By Kalinowski, Tim on March 5, 2020.
Emergency room doctors in Lethbridge and Medicine Hat are saying changes to the health-care system being brought in by the Kenney government could swamp emergency rooms and negatively impact patient care in the AHS South Zone.
A letter signed by 22 emergency room physicians in Lethbridge and 14 in Medicine Hat says the changes, slated to come into effect April 1, are poorly considered.
“We are concerned that the current government either does not fully understand the above relationship, or does not understand how the unilaterally imposed changes that were vehemently resisted by the Alberta Medical Association will rapidly decrease access to quality community health care, resulting in poorer health for Albertans, and a rapid increase in the utilization of expensive emergency and hospital-based care,” it reads.
The letter cites, in particular:
– That the reduction and loss of complex care modifiers will make it difficult for family medicine and specialist clinics to remain financially viable unless visit lengths are significantly reduced;
– That daily visit caps imposed by the government on community physicians will shorten or eliminate evening walk-in clinics; and
– That daily visit caps will disproportionately affect high-volume orthopedic, surgery and cast follow-up clinics, meaning more patients will come to the ER as they cannot see their surgeon.

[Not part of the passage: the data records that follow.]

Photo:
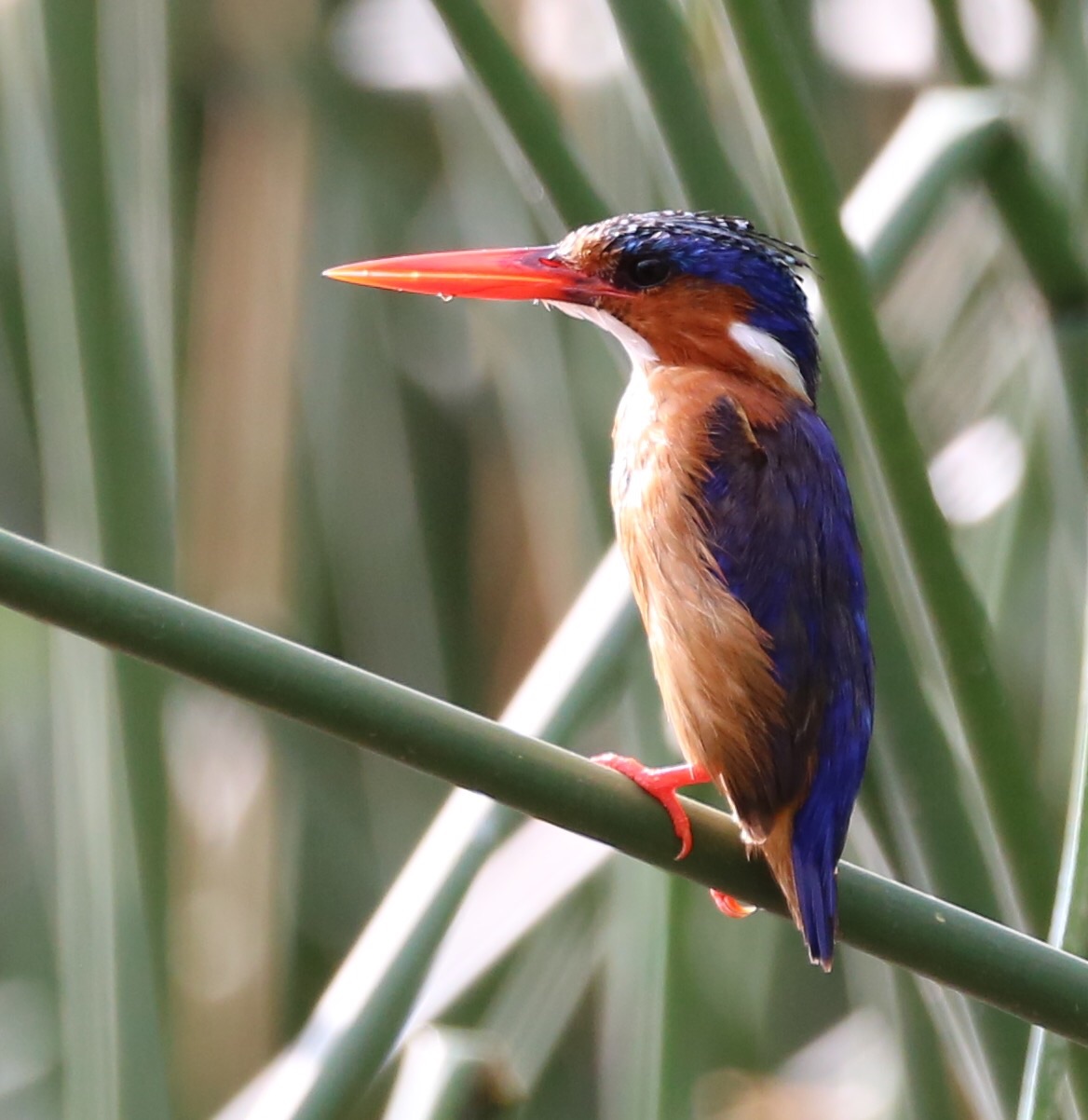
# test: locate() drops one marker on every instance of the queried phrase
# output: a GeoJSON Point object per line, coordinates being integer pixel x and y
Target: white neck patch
{"type": "Point", "coordinates": [758, 344]}
{"type": "Point", "coordinates": [638, 349]}
{"type": "Point", "coordinates": [770, 354]}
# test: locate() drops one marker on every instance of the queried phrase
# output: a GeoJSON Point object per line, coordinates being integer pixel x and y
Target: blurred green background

All of these changes will reduce the amount of primary care available in the community and thus lead to more emergency room visits, and the swamping of the system there, the letter states.
“Southern Alberta currently enjoys some of the best emergency department wait time indicators in the country. The average wait to see a physician in a South Zone regional hospital is about 55 minutes. Our zone has been identified in the past as one of the most cost efficient in the province. This is in large part due to an excellent primary-care system that is accessible to patients, and a network of specialists available to provide timely consultation, admission and follow-up for emergency department patients,” the letter adds.
Dr. Sean Wilde, a Lethbridge emergency department physician who acted as spokesperson for the 22 local physicians who signed the letter, says they wanted to add their voice to ensure patients in southern Alberta really do understand what they will be losing once the Kenney government imposes its unilateral changes on April 1, changes which ignore the best advice of practising physicians.
“We are saying some of these things are not a good idea and probably should be thought through and done in a different way that is going to result in better cost savings without compromising patient care,” he said. “I think it is possible to save money without impacting frontline care, but the way they are going about it right now seems to be the wrong way.”
Wilde says the Kenney government has chosen to engage in an antagonistic way with the province’s physicians on this issue, and on others like its recent decision to tear up its working agreement with physicians, and it is everyday Albertans who will likely reap the consequences of that antagonism.
“I know there are already physicians thinking about leaving,” he says, “and I know there have been several stories of physicians who were planning to come that are now a little more uncertain. The key point here is without an agreement it is very hard to have any certainty and stability. There is a lot of uncertainty about where things are going to be at (in Alberta), and particularly for family practice at this time. That uncertainty makes it hard to run a small business like a family clinic, and harder to have confidence you can practise the style of medicine you have been trained to practise without (political) interference.”
The letter released by the group goes further in stating some of these changes could lead to poorer patient outcomes and greater instances of preventable trauma-related death.
“Of particular concern is the potential loss of the stipend supporting the Acute Trauma on-call service, which provides general surgeon coverage in hospital to respond to trauma team activations,” the letter reads. “This seven-year program has decreased adult and pediatric trauma death in Lethbridge by 65 per cent. In 2018 there were 107 major trauma patients treated in Lethbridge, and 63 in Medicine Hat. Time is critical in these instances, and an increase in preventable traumatic deaths is highly likely should it be lost. The status of this program is unclear due to government’s lack of response to requests for clarification, and is expected to be lost on April 1.”